I don’t have anything, Geder thought. A cart, some servants. Most of my silver was spent on the way here, and what do you have to buy with it anyway? It isn’t as if any of you were going to the market fair…

“News?” Geder said. “I can give you reports about the world. Since you’re so… remote.”

“And do you mean the goddess harm?”

“Not at all,” Geder said, surprised by the question. None of the books he’d read had mentioned a goddess.

The big man paused, his attention turning inward for a moment. He nodded.

“Come with me, then, Prince, and let us speak of your world.”

Dawson

Summer in Osterling Fells. Dawson rose with the sun and spent his days riding through his lands, tending to the work that his winter business and the intrigues of the spring had left undone. The canals that fed the southern fields needed to be remade. One of the villages in the west had burned late in the spring, and Dawson saw to the rebuilding. Two men had been found trapping deer in his forest, and he attended the hanging. Where he went, his landbound subjects offered him honor, and he accepted it as his due.

Along the roads, the grass grew higher. The trees spread their broad leaves, shimmering green and silver in the breezes and sunlight. Two days from east to west, four from north to south, with mountain tracks to hunt, his own bed to sleep in, and a bowl of perfect blue skies above him. Dawson Kalliam could hardly imagine a more luxurious prison to waste his weeks in while the kingdom crumbled.

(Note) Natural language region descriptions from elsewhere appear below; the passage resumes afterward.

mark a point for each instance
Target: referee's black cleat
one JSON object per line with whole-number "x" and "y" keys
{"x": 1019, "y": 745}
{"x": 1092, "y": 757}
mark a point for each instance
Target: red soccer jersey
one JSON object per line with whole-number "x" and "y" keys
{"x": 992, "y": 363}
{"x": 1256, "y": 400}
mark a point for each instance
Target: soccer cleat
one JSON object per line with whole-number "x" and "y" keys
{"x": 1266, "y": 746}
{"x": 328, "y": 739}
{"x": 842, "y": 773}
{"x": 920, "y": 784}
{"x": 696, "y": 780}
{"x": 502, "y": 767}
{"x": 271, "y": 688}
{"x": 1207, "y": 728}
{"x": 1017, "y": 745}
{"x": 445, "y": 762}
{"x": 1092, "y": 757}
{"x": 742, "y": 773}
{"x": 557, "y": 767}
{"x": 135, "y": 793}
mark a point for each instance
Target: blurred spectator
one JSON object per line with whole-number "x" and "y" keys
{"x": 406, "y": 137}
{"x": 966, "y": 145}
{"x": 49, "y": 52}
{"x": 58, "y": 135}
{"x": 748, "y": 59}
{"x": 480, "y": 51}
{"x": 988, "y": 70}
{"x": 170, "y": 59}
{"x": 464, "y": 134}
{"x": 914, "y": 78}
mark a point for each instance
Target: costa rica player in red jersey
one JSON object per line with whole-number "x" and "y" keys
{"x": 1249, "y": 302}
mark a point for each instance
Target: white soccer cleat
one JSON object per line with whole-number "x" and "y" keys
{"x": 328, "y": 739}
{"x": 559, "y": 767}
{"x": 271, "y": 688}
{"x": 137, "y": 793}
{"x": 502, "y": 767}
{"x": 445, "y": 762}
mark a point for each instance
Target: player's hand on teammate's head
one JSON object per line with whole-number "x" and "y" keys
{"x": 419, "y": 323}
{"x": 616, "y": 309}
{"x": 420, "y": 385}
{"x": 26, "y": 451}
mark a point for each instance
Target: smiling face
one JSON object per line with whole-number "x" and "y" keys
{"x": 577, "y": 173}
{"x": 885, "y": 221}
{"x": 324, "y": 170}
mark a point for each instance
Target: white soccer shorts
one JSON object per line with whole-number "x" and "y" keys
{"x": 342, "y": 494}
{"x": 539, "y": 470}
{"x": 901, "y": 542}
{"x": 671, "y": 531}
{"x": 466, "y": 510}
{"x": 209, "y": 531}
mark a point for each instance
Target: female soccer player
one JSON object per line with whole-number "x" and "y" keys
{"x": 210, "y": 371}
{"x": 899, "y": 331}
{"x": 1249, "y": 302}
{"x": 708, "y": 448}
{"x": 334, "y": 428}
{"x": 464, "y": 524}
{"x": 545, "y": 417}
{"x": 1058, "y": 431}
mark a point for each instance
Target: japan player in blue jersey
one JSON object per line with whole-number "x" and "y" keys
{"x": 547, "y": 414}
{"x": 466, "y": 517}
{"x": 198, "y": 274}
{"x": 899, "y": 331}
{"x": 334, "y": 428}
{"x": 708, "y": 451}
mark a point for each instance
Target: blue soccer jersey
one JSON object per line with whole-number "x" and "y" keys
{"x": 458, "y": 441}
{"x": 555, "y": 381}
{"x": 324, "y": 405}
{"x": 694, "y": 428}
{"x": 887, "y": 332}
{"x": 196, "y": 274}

The holding itself buzzed with activity. The men and women of the holding were no more accustomed to the presence of the lord during the long days of summer than they were to his absence during the winter months not taken up by the King’s Hunt. Dawson felt the weight of their consideration. Everyone knew that he had been exiled for the season, and no doubt the servants’ quarters and the stables were alive with stories, speculation, and gossip.

Resenting that made as much sense as being angry at crickets for singing. They were low, small people. They understood nothing that wasn’t put on the table before them. Dawson had no reason to treat their opinions of the greater world with more regard than he would a raindrop or a twig on a tree.